Não creio numa “imprensa do mal”, mas não creio do discurso da verdade! Enquanto nove famílias mantêm o monopólio sobre os veículos de comunicação de massa no Brasil, os de baixo, como nos disse Milton Santos, se apropriando de instrumentos que, na origem, pertencem à sociedade de massa, também fazem opinião, desobedecendo.
Se Erich Fromm estiver certo e a desobediência, como ato de liberdade, for mesmo o princípio da razão, aqueles que estiveram ontem sob o ataque do braço armado do Estado não são uma elite de encastelados, agora enclausurados, acoados, reprimidos. Simplesmente explodiram, irradiando uma universidade que quer ser, inclusive, democrática!
Em nome da democracia, os militares deram o golpe em 1964, dizendo perpetrar uma “revolução” que garantiria a vigência de instituições democráticas, mantendo o mais autocrático regime que nossa história política já registrou.

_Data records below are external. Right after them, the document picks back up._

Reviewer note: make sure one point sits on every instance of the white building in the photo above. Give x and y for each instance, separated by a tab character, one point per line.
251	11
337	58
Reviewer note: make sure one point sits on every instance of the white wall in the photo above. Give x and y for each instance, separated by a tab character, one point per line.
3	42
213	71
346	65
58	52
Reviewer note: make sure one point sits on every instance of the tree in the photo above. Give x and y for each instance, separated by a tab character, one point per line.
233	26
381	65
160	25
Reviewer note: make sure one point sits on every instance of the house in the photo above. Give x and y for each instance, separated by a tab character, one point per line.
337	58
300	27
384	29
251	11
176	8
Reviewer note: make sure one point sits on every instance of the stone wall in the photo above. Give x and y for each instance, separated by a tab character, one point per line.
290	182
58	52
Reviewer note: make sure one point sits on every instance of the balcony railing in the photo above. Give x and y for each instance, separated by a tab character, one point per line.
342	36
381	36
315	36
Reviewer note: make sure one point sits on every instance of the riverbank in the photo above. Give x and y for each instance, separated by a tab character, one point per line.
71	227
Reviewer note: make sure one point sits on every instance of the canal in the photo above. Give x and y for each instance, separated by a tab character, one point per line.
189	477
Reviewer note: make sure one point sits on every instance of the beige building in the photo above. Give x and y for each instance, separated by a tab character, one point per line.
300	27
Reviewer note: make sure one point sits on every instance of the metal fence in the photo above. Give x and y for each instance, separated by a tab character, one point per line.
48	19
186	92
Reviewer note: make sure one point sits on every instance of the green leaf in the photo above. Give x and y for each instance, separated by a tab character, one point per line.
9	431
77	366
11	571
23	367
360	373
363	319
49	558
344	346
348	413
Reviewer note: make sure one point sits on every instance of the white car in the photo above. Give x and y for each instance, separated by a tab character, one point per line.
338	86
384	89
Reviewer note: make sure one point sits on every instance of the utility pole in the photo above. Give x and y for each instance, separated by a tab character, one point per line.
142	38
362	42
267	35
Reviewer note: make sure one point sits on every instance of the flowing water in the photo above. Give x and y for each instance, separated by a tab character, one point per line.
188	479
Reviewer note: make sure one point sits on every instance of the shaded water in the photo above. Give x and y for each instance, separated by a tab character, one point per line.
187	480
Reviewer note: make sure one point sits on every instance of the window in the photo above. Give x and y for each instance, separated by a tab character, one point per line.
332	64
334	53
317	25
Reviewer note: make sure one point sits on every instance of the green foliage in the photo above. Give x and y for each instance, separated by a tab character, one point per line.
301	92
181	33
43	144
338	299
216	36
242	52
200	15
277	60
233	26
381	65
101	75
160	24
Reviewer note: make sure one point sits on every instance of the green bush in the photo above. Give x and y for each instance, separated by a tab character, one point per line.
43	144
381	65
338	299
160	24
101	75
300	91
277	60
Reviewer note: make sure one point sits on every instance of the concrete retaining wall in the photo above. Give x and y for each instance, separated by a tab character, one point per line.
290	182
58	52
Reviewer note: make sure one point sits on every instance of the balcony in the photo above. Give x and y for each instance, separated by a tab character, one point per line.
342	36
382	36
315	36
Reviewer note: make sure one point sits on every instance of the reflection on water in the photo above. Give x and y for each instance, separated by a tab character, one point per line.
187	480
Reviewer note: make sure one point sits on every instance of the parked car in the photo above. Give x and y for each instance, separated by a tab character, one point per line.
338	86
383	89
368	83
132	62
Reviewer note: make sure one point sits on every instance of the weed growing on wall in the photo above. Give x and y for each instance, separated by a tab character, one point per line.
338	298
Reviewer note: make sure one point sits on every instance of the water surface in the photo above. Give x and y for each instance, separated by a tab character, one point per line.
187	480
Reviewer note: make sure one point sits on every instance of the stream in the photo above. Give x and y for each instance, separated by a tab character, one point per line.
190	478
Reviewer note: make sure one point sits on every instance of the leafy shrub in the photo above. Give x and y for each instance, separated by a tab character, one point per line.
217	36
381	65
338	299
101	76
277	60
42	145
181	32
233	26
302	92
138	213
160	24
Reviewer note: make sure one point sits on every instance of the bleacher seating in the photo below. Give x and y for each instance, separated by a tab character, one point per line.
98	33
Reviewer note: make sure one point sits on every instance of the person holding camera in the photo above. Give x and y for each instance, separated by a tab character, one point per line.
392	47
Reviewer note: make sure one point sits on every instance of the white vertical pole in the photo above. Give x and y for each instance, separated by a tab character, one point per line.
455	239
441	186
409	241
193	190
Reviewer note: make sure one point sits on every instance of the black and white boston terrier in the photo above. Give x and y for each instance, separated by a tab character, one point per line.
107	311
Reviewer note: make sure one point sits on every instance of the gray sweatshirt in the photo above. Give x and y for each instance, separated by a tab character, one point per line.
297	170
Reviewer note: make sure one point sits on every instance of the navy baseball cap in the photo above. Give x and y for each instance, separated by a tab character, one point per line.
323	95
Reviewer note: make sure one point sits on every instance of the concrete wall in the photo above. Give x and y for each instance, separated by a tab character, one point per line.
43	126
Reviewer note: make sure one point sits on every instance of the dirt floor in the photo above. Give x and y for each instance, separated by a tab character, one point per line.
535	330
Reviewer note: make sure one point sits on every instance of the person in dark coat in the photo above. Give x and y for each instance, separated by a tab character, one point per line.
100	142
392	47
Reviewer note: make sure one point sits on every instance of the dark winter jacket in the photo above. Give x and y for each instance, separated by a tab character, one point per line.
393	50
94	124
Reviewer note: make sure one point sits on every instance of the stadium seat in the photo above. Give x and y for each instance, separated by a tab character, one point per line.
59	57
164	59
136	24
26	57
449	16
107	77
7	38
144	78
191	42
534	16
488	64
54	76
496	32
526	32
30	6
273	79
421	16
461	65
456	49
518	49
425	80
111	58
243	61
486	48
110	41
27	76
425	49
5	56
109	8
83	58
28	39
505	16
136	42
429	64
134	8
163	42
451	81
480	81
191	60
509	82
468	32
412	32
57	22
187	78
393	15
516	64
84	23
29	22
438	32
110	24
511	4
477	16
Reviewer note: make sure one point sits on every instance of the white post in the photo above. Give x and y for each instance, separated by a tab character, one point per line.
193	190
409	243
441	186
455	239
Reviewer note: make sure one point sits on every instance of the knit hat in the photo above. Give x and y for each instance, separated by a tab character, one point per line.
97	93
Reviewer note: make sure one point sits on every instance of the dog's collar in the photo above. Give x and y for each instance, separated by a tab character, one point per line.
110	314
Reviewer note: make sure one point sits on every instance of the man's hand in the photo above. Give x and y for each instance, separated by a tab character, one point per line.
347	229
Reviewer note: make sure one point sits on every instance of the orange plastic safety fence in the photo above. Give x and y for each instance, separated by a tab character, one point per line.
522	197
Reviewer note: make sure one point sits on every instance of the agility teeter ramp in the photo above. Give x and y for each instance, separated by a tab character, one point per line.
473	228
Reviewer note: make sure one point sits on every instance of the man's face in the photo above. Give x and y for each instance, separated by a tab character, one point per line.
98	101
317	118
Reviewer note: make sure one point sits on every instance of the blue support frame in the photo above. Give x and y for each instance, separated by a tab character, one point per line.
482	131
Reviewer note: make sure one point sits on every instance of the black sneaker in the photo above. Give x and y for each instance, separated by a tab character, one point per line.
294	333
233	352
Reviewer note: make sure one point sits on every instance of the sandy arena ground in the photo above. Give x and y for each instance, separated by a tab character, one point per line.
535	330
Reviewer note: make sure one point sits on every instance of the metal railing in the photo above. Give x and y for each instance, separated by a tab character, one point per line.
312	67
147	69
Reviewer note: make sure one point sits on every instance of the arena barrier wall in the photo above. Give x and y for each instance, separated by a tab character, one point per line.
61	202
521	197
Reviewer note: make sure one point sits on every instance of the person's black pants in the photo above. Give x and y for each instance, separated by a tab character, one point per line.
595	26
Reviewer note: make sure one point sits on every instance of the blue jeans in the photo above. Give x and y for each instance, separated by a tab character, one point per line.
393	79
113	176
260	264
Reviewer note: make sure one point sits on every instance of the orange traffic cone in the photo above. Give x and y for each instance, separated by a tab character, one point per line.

Em nome da democracia, medidas autocráticas tratoram hoje conquistas historicamente sangradas pelos de baixo.
É a retórica de sua defesa permite negá-la, contradizê-la e, por fim, distribuí-la a poucos.
Se a Atenas clássica outorgava cidadania a quem preenchesse certos critérios (ser livre, nativo, homem, adulto); numa sociedade de classes, a democracia (esta “Santa D’Altar”, como disse Saramago), obedece à estratificação derivada da divisão do trabalho social, fazendo de poucos cidadãos e, de muitos, cidadãos abstratos.
Somos livres então?
Para poucos, liberdade e democracia são garantidas pelos cacetetes e bombas do braço armado do Estado.
Rodrigo Medina Zagni
Historiador (FFLCH/USP)
Doutorando (PROLAM/USP)
Acabou o glamour! A universidade, embora tenha sua renda per capta mais elevada, está tão proletarizada quanto vários outros cantos. As bombas e cacetetes são treinamento para quando forem professores e trabalhadores em outros cantos.
Notem: o secretário de Segurança Pública atual foi secretário de Administração Penitenciária e gosta de dar umas pauladas.
É uma sociedade em que se colocou todos sob suspeição, onde todos são tratados como possíveis bandidos pelas empresas e pelo Estado, onde a população é mantida silenciada na base do porrete ou da guetificação das cidades dormitório, das periferias. No meio disso tudo, porrada na USP não é novidade.
O regime da força trabalha em prol das duas éticas existentes. Dos trabalhadores e simples cidadãos não se pode esperar senão honestida, justica, trabalho, produtividade, idoneidade. Para os governantes, empresários, fazendeiros, atores e todos mais que fazem parte dos escolhidos nada é proibido, tudo é aceito, tudo é arranjado.
Quem organizava o povo está agora no poder. Os novos oranizadores estão ainda em fase de gestação. Vão apanhar bastante ainda.
Eu acho que o movimento deu um tiro no pé quando os estudantes cercaram os PMs e começaram a gritar “Fora PM!”. Os caras são corporativistas pra burro, e fazer isso é xuxar a onça de vara curta. Acho que o movimento as vezes não sabe agir bem em relação à polícia.
Concordo que quando eles , policia, vem pra cima, tem mesmo que revidar na pedrada. Mas não pode dar mole assim, porque justifica a repressão!